Rabu, 28 Januari 2015

Kisah Hidup Wanita Kuat Devi Asmadiredja

Kisah Hidup Wanita Kuat Devi Asmadiredja - SEBAGAI ibu rumah tangga biasa, Devi Asmadiredja (45), perempuan keturunan Indonesia berkewarganegaraan Jerman, tak pernah bermimpi dirinya bisa seketika ”terpental” begitu saja dari kehidupan normalnya.

Sekitar empat tahun lalu dirinya masih tinggal dengan sang suami dan ketiga anaknya di Jerman. Namun, pada awal 2011 dengan begitu saja sang suami menyatakan tak lagi mencintai dirinya dan lebih parah meminta Devi pergi.

Oleh sang suami, Devi dibelikan tiket pesawat dan diminta pergi ke kota terpencil, Pankisi Gorge, sekitar 3.000 kilometer dari rumah tinggalnya yang nyaman di Jerman. Pankisi Gorge berada di kawasan lembah, di ujung timur laut negeri Georgia yang berbatasan dengan Republik Chechnya, Rusia.

”Dia (suami Devi) menyuruh saya pergi ke Pankisi dan belajar bahasa Chechen, bahasa nenek moyangnya. Dia bilang saya boleh pulang dan mengajari dia nanti,” ujar Devi.

Suami Devi membelikan tiket dan memberi uang sekadarnya untuk membeli makan dan minum. Devi saat itu terbilang ketakutan lantaran dia belum pernah bepergian jauh, apalagi meninggalkan anak-anak.

Saat itu ketiga anaknya berusia 5, 8, dan 12 tahun. Kondisi itu sangat memberatkan. Devi tak pernah tidur semalam pun tanpa anak-anaknya.

Tanpa kenal siapa pun dan tak mengetahui bahasanya, Devi tiba di Tbilisi, lalu melanjutkan perjalanan menuju Desa Duisi.

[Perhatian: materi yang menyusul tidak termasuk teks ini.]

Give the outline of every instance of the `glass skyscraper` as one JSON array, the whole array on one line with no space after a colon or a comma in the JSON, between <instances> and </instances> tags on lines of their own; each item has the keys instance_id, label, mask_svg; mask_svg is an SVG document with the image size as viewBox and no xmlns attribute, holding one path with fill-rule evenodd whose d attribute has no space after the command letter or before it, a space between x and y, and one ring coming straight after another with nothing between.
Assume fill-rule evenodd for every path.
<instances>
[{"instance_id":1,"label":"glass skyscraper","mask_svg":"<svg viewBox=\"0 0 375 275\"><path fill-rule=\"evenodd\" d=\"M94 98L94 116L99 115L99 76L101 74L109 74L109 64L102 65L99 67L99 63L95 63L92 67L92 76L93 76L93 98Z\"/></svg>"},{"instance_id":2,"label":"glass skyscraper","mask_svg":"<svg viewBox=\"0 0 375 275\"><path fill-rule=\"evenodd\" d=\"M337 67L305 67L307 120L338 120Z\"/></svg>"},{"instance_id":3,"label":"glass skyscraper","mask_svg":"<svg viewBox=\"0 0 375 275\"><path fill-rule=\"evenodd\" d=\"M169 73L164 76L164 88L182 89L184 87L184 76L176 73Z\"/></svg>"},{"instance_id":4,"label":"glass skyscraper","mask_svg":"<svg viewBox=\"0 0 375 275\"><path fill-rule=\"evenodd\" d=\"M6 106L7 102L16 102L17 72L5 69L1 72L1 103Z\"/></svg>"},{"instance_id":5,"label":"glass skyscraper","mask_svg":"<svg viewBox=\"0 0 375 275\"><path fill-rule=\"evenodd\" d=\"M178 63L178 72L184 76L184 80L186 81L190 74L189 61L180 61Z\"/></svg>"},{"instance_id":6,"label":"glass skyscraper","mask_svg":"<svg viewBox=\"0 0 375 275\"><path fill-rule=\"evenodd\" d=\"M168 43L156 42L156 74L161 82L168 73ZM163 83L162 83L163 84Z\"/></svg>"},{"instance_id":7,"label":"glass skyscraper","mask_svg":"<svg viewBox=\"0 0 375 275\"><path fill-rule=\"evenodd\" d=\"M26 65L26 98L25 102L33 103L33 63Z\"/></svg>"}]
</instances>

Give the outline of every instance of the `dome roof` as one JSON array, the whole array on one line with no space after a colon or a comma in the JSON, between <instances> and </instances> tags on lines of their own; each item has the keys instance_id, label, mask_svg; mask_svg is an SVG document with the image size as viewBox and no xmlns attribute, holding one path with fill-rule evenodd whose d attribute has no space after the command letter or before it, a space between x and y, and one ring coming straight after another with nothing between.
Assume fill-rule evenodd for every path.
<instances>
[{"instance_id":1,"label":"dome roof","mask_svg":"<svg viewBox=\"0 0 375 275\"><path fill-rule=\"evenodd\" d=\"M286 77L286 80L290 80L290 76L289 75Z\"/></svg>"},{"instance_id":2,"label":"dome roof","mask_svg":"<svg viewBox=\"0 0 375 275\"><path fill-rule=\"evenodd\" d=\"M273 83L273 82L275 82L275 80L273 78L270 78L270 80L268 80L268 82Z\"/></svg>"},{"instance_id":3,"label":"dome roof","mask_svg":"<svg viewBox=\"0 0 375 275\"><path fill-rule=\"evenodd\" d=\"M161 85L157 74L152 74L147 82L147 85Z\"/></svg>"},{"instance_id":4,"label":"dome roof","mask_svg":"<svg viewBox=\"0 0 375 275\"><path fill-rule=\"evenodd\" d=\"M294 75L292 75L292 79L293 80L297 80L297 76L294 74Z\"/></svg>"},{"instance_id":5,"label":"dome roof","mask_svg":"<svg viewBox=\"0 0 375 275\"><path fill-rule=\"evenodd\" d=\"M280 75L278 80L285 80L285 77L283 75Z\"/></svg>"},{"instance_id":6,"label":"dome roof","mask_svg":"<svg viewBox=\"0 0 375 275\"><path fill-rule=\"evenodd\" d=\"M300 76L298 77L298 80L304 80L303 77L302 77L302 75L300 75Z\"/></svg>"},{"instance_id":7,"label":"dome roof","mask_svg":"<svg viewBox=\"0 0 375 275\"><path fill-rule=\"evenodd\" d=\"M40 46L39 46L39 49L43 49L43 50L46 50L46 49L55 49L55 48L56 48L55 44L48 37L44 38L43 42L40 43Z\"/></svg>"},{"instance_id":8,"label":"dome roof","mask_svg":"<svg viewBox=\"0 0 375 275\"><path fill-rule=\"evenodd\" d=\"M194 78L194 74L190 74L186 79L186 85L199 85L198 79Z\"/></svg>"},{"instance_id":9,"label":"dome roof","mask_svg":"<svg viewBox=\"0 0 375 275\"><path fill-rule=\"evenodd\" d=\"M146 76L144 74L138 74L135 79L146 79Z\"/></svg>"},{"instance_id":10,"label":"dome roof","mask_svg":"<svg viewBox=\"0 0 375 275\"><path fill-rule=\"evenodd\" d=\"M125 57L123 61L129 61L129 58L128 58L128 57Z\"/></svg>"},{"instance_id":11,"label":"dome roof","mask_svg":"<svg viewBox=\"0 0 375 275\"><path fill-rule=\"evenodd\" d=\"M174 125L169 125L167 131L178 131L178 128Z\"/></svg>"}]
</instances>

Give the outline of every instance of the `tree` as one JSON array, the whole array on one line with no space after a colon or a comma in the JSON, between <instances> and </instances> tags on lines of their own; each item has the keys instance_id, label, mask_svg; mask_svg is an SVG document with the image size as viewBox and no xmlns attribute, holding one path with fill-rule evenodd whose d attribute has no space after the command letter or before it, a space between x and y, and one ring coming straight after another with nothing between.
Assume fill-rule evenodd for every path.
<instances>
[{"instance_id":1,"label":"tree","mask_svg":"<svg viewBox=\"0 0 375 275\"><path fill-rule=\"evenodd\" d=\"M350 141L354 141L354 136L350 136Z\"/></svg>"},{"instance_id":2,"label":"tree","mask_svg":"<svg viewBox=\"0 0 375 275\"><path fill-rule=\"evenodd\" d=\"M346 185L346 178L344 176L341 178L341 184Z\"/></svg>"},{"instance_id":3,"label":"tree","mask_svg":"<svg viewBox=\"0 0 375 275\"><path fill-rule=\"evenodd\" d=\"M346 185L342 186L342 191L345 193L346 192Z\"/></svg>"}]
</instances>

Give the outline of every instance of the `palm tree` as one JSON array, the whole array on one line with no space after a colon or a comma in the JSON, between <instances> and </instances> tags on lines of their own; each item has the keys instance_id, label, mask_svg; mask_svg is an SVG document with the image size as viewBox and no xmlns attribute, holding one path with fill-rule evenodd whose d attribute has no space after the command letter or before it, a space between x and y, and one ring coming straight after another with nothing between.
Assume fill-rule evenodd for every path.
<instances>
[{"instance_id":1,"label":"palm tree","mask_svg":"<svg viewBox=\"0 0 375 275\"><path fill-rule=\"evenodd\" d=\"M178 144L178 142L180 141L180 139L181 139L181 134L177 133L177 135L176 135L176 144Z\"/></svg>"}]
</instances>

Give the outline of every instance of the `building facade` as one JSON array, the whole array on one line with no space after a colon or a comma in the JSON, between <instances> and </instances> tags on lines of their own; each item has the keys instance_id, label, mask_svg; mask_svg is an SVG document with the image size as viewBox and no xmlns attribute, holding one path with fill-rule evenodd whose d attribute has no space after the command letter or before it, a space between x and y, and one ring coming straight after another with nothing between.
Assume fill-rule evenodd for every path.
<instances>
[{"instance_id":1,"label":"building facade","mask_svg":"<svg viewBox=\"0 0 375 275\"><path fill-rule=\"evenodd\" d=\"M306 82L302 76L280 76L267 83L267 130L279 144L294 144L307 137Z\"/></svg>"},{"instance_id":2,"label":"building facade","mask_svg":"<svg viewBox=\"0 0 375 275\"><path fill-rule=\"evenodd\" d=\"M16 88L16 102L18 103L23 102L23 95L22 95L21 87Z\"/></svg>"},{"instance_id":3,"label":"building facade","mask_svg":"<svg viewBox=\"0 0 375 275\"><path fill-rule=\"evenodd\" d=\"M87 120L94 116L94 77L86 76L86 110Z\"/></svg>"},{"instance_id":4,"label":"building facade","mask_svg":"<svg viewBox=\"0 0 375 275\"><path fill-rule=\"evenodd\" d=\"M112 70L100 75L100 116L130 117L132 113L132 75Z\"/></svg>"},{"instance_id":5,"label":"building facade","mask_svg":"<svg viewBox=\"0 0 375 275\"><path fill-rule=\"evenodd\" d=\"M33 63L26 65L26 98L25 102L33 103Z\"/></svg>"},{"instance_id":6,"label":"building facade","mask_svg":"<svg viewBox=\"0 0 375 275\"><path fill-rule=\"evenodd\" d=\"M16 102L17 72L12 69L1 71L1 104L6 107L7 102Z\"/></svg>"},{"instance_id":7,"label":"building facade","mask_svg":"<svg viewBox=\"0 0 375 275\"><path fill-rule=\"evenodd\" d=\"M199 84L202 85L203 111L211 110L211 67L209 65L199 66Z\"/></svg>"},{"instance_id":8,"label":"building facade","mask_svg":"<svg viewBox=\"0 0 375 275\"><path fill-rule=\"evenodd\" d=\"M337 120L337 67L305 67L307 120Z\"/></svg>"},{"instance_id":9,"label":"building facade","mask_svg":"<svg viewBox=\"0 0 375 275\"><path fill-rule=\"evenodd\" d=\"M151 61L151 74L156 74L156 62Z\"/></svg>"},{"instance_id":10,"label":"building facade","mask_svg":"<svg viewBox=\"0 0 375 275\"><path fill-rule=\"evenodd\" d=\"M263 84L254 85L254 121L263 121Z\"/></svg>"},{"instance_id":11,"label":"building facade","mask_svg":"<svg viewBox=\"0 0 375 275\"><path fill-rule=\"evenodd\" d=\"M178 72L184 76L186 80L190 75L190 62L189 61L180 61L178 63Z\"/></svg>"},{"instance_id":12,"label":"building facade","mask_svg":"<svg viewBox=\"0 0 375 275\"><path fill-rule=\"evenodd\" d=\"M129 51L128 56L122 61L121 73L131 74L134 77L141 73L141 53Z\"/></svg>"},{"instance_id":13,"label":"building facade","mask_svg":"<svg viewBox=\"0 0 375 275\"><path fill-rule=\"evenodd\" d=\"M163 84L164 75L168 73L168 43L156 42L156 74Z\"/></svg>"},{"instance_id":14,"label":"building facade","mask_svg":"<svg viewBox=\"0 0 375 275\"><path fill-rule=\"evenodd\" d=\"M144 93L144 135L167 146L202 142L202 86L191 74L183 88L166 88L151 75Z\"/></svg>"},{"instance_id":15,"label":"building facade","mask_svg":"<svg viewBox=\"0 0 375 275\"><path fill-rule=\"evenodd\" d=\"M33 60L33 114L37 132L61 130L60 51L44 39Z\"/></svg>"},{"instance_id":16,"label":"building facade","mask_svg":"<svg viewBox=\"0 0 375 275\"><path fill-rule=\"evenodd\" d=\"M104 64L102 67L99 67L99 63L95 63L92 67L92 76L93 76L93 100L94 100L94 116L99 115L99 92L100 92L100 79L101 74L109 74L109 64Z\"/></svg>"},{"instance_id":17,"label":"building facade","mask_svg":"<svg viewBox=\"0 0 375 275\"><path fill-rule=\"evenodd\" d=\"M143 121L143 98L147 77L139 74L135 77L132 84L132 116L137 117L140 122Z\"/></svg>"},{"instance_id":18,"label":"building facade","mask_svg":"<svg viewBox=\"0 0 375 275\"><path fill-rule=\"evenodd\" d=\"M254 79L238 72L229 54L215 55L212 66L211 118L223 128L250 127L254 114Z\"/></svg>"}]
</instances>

Dengan bermodal keberanian, dia nekat bertanya kepada orang pertama yang dijumpainya ketika itu untuk memberi tahu di mana dia bisa belajar bahasa setempat. Setelah sekian lama dia mulai mahir berbicara bahasa Chechen. Warga setempat bahkan memberinya nama lokal, Khedi, kependekan dari Khedijat atau Khadijah, istri Nabi Muhammad SAW.

Kisah hidup Devi terus berlanjut. Tak melulu dia menemui jalan hidup yang landai. Sejumlah orang mencurigai dirinya sebagai mata-mata Rusia. Akhirnya dia diusir.

Lantaran terlunta-lunta dia bahkan terpaksa tinggal lama di kawasan pegunungan seorang diri, berpindah dari satu pondok ke pondok kosong lainnya.

Tanpa uang, makanan, akses listrik, pemanas, dan air bersih, Devi mencoba bertahan hidup, nyaris di alam terbuka yang ganas. Dia terbiasa tak makan selama berhari-hari. Bahkan, untuk tetap menghangatkan diri dia mencoba terus berjalan.

Namun, tanpa terasa dia menguasai lika-liku kawasan pegunungan, termasuk lokasi-lokasi dengan pemandangan indah.

Dia juga menguasai bahasa Georgia lantaran kerap bergaul dengan para penggembala yang ditemuinya di perjalanan.

Roda nasib Devi perlahan membaik. Dia ditawari pekerjaan dengan bayaran 100 dollar AS, setara Rp 1,2 juta per hari.

Oleh sebuah biro perjalanan Jerman dia diminta mendampingi para turis mendaki dan menyusuri tempat-tempat indah di pegunungan, yang tentunya sudah sangat biasa ia datangi.

Setelah sekian lama, Devi teramat merindukan ketiga anaknya. Dia terus mengirimi mereka surat elektronik walau tak pernah dibalas.

Namun, Devi mengaku juga enggan meninggalkan kehidupan barunya sekarang, apalagi dalam waktu dekat dirinya akan dinikahi seorang pria Pankisi. ”Sekarang saya punya kehidupan di sini. Mungkin saya bisa kembali ke Jerman. Tetapi, mengapa saya harus meninggalkan kehidupan baru saya sekarang,” ujarnya masygul.